Strengths of our study include our use of psychometrically strong measures of sociodemographic characteristics and generic and disease-specific HRQOL. However, it is important to note that our findings are based on 3 VA medical centers. For this reason, additional study will be needed to determine whether these results will generalize to a broader VA sample or to the general population. Also, although education contributed independently to HRQOL, controlling for age, ethnicity, and income our data reveal that these variables may interact in complex ways to influence well-being after prostate cancer treatment. Additional research will be important to fully understand the contributions of these overlapping variables to HRQOL.

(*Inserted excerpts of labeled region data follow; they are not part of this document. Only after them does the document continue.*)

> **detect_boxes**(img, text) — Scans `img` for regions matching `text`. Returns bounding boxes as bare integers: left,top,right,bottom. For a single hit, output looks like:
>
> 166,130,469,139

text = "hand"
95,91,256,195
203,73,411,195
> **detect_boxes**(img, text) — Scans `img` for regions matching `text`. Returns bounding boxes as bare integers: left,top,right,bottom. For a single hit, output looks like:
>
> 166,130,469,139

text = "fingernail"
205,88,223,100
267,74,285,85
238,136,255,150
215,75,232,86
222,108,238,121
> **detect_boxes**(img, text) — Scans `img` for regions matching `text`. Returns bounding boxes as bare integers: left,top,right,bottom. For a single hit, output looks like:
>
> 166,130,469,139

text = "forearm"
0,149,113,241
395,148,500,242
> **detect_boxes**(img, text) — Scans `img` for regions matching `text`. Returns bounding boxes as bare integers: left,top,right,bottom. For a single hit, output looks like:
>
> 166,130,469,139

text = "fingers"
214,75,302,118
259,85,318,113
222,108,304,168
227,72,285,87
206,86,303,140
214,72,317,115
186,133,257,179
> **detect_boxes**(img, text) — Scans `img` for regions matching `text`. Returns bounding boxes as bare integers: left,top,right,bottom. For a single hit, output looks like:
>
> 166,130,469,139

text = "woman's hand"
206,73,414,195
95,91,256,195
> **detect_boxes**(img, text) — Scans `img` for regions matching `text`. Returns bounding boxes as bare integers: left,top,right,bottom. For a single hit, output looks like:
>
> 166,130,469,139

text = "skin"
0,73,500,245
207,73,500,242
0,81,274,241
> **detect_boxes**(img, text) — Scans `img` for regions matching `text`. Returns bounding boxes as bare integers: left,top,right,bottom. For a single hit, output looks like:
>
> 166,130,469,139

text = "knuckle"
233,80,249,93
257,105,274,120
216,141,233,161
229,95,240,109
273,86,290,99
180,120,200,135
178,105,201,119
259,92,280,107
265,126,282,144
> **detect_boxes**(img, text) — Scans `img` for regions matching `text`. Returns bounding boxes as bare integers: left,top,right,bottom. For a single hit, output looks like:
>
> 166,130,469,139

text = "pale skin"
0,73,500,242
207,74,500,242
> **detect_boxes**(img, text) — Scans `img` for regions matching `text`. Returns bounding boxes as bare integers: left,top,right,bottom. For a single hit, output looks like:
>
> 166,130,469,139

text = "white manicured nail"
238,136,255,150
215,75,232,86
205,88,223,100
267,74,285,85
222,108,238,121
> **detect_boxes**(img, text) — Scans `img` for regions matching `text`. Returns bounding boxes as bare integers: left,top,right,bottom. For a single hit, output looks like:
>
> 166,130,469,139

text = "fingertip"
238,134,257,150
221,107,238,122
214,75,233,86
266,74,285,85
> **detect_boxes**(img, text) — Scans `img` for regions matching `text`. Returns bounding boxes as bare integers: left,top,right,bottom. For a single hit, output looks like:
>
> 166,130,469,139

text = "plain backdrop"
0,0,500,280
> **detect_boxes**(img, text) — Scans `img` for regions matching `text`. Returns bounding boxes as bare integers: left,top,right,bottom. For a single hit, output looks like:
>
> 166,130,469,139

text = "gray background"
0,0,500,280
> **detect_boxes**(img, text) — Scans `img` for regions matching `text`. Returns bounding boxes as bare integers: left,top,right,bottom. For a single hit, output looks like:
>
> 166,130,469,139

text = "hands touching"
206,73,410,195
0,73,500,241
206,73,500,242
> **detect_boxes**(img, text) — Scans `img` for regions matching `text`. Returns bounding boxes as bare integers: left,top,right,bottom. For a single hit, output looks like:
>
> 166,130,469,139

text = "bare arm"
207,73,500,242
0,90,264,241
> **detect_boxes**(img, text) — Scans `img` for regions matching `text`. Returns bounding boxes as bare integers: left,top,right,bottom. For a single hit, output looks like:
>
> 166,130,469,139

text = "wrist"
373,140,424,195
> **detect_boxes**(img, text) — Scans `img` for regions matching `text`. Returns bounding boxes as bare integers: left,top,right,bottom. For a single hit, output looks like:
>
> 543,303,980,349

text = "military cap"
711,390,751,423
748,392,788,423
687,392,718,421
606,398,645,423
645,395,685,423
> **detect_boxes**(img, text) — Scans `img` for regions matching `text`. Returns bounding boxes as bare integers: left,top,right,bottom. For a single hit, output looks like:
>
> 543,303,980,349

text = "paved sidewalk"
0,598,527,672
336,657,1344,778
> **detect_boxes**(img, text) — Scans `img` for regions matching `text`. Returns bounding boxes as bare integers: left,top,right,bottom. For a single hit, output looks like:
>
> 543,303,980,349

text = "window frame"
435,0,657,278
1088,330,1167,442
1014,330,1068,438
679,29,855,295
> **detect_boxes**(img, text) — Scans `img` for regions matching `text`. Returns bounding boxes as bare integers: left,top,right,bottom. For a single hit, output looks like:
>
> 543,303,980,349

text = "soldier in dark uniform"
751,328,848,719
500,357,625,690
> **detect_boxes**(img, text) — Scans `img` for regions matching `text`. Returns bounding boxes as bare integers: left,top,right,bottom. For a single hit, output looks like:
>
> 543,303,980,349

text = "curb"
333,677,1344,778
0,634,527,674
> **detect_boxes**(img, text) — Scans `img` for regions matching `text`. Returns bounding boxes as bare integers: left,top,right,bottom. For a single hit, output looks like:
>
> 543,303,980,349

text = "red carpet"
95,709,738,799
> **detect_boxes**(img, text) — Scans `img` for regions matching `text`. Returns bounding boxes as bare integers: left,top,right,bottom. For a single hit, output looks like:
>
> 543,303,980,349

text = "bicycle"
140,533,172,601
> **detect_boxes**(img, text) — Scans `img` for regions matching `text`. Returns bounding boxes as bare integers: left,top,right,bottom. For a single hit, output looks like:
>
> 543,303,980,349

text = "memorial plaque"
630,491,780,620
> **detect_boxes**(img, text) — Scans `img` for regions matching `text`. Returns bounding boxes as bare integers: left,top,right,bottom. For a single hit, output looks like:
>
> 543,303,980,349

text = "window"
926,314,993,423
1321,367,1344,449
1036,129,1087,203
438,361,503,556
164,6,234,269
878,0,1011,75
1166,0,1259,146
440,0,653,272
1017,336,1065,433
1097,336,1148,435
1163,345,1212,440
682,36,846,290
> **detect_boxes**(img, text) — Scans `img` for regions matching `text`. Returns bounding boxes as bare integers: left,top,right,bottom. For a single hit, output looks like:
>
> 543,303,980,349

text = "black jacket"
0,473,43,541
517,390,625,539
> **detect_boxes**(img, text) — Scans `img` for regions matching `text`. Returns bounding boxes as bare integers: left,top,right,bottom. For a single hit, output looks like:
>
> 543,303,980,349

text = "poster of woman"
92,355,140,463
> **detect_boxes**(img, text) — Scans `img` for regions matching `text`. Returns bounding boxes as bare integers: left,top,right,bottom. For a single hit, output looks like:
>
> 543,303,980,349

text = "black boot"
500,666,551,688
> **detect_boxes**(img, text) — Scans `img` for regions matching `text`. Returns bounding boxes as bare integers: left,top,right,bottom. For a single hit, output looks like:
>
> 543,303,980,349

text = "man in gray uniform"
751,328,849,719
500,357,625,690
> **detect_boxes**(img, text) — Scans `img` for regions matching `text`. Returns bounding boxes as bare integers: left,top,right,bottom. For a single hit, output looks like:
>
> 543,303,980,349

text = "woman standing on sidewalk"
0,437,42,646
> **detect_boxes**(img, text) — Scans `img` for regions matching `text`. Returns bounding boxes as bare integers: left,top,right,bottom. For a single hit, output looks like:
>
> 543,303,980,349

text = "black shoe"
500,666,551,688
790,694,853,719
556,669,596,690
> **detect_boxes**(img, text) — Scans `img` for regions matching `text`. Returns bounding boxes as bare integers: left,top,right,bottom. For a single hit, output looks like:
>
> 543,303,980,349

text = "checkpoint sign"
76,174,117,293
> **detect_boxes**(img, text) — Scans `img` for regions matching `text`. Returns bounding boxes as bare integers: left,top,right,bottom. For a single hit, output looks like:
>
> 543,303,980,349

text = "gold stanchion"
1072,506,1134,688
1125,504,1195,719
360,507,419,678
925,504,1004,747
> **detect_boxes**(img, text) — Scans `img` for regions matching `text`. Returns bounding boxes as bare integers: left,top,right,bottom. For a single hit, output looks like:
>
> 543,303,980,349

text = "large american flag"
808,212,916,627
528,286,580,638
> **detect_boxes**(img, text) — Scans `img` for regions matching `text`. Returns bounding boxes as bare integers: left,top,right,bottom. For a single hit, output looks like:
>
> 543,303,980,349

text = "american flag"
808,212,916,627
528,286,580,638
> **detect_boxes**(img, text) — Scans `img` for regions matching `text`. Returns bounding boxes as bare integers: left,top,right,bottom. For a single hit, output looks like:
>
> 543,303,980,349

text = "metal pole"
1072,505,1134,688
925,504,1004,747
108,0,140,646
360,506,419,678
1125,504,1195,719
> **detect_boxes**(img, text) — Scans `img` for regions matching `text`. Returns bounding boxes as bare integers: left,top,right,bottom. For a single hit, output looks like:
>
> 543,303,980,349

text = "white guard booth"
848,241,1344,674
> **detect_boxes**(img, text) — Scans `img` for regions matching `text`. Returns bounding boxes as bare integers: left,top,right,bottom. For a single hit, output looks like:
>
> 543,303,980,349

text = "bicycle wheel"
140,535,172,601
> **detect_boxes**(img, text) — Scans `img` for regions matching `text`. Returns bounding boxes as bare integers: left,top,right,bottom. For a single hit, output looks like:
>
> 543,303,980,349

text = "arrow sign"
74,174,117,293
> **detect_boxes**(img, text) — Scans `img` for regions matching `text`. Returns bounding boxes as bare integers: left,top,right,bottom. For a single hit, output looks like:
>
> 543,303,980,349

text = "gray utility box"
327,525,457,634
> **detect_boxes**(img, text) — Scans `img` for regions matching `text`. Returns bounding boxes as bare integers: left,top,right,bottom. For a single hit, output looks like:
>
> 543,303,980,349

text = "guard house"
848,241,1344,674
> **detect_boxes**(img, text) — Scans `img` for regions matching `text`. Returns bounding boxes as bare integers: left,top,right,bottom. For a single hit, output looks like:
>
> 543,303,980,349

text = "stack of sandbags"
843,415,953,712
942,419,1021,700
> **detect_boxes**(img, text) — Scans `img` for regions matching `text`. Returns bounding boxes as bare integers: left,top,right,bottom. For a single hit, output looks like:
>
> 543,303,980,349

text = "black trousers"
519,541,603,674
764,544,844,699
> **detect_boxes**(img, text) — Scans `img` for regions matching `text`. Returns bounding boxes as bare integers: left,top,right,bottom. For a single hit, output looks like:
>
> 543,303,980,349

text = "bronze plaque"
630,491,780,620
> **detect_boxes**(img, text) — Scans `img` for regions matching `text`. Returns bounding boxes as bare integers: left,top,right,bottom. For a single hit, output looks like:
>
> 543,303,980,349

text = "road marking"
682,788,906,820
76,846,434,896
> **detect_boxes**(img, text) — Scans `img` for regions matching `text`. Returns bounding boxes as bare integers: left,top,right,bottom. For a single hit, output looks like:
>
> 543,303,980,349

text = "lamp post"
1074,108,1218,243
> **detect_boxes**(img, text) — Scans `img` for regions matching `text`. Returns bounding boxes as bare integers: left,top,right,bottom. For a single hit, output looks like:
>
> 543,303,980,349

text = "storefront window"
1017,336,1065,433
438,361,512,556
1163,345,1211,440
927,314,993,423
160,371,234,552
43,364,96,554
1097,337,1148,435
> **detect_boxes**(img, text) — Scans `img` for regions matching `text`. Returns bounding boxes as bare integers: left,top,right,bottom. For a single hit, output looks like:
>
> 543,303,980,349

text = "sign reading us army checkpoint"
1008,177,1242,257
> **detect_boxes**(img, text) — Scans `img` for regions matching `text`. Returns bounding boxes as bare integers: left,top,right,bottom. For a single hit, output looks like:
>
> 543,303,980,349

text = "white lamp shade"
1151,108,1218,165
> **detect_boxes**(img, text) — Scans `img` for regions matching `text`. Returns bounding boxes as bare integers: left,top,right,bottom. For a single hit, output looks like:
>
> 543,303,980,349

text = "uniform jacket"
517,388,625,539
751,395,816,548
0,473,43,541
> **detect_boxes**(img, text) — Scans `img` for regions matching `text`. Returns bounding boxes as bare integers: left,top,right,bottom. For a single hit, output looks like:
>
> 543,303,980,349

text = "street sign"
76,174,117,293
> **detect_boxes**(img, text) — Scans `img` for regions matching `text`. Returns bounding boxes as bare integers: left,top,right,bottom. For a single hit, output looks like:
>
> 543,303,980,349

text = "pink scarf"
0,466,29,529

In conclusion, men with lower education levels, especially those with less than high school education, are a vulnerable group even within an equal access to health care setting. Compared with those who have attained more formal education, they experience greater symptom burden and greater disruption in their ability to function in their daily lives due to prostate cancer and its treatments. Because of the close relations among education, income, and ethnicity, further study of educational attainment is critical to understanding social disparities in prostate cancer outcomes. In patient care settings, clinicians should identify the informational needs of men of lower education levels and ensure that they are adequately informed about the management of prostate-specific symptoms and receive support to mitigate the impact of treatment on their lives.